La RATP a ouvert une enquête interne après qu'un chauffeur de bus a été accusé d'avoir refusé l'accès à une passagère à cause de la longueur de sa jupe, ont annoncé samedi 4 mai la ministre des Transports, Elisabeth Borne, et la secrétaire d'Etat chargée de l'Egalité entre les femmes et les hommes, Marlène Schiappa. Entendu samedi soir, le chauffeur a reconnu avoir "refusé d’ouvrir les portes à deux jeunes filles", mais conteste le témoignage, notamment les propos qui lui ont été attribués, explique la RATP à franceinfo.

L'entreprise n'a pas donné davantage de détails sur les déclarations du chauffeur, et ses explications sur son refus d'ouvrir à ces deux jeunes femmes. Les faits qu'il a reconnus constituent une "faute de service", explique la RATP. Une procédure disciplinaire, pouvant aller jusqu'à sa révocation, a été ouverte. Selon nos informations, il a été relevé de ses fonctions jusqu'à la fin de l'enquête.

La régie de transports a lancé, samedi, un appel sur Twitter pour retrouver d'éventuels témoins de cette scène. Personne ne s'est pour l'instant manifesté, explique la RATP à franceinfo. Elle a aussi tenté de contacter "sur Facebook" le père de la jeune femme, seule personne à avoir témoigné de cet incident, sans succès.

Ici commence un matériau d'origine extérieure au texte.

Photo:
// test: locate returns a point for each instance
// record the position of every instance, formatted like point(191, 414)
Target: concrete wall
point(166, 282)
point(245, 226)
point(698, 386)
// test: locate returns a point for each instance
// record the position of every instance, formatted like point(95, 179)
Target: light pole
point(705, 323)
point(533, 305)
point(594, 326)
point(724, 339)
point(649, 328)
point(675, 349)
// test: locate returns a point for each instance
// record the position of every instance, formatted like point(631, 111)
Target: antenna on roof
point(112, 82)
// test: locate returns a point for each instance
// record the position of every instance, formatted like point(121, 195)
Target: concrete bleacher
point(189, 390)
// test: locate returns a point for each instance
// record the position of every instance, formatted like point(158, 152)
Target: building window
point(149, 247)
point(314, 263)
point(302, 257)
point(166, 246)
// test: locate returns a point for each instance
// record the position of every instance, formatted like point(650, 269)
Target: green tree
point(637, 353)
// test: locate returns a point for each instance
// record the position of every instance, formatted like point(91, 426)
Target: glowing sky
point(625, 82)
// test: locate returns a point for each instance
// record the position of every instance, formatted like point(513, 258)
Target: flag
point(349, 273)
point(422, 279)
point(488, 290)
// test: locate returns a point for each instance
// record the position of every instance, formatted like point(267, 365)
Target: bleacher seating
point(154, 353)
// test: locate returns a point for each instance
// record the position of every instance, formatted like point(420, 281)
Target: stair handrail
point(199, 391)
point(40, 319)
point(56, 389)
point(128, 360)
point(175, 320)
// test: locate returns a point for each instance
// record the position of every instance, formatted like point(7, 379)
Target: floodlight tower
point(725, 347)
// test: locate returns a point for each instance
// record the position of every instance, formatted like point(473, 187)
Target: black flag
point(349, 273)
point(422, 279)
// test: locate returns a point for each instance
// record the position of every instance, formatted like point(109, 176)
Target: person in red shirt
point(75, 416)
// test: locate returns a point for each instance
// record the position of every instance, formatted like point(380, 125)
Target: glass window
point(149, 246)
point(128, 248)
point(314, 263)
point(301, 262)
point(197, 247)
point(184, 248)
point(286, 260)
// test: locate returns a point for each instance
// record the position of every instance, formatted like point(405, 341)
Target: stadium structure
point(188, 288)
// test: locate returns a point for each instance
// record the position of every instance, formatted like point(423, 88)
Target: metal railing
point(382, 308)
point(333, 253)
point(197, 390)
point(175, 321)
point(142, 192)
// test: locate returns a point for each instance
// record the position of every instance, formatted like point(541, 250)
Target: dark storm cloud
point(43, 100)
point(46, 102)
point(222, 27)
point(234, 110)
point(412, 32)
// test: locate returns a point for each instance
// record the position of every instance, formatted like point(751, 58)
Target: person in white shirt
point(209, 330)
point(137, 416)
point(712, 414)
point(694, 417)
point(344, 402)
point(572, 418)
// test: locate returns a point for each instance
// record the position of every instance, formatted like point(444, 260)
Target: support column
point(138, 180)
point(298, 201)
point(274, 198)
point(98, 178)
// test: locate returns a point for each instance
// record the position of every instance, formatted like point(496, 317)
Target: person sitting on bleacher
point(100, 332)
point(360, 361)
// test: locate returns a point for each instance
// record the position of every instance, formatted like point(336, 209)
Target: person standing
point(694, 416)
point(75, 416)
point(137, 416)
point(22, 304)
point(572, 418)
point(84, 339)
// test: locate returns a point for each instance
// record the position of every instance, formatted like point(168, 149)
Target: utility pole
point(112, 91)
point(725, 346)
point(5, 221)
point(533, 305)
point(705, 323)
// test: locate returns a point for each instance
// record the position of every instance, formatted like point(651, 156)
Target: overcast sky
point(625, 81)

"Tu n'as qu'à bien t'habiller", aurait dit le chauffeur

Le père de la victime, Kamel Bencheikh, un poète et physicien algérien, avait dénoncé les faits vendredi, dans Le Parisien. Il affirme que sa fille Elise "attendait le bus de la ligne 60 avec une amie, à l’arrêt Botzaris, aux Buttes-Chaumont", dans le 19e arrondissement de Paris, mardi à 23 heures. "Lorsque le véhicule est arrivé, elles n’étaient que toutes les deux. Le chauffeur les a jaugées, n’a pas ouvert les portières et a redémarré".

Selon son récit, le véhicule s'est arrêté à un feu rouge quelques mètres plus loin. "Ma fille a couru jusque la vitre du conducteur pour demander au chauffeur pourquoi il n’ouvrait pas les portes. Le machiniste lui a répondu : 'Tu n’as qu’à bien t’habiller' en regardant ses jambes", affirme Kamel Bencheikh, qui précise que sa fille "portait une jupe".

Avant de s'exprimer dans la presse, l'intellectuel avait dénoncé les faits dans deux messages sur internet, dont un posté sur Facebook, dont il dit qu'il a été supprimé par le réseau social. "On me reproche d’inciter à la haine", déplore-t-il dans Le Parisien, qui explique que ce message commençait par "je revendique mon islamophobie". L'auteur affirme avoir reçu des centaines de messages d'insulte sur Facebook. Auprès du quotidien, il décrit le chauffeur comme "maghrébin" et "islamiste".

Kamel Bencheikh affirmait aussi au Parisien, vendredi, que lui et sa fille comptaient déposer une plainte samedi. La RATP explique à franceinfo, dimanche, qu'elle n'a pas été notifiée du fait que cette plainte ait été effectivement déposée ou non.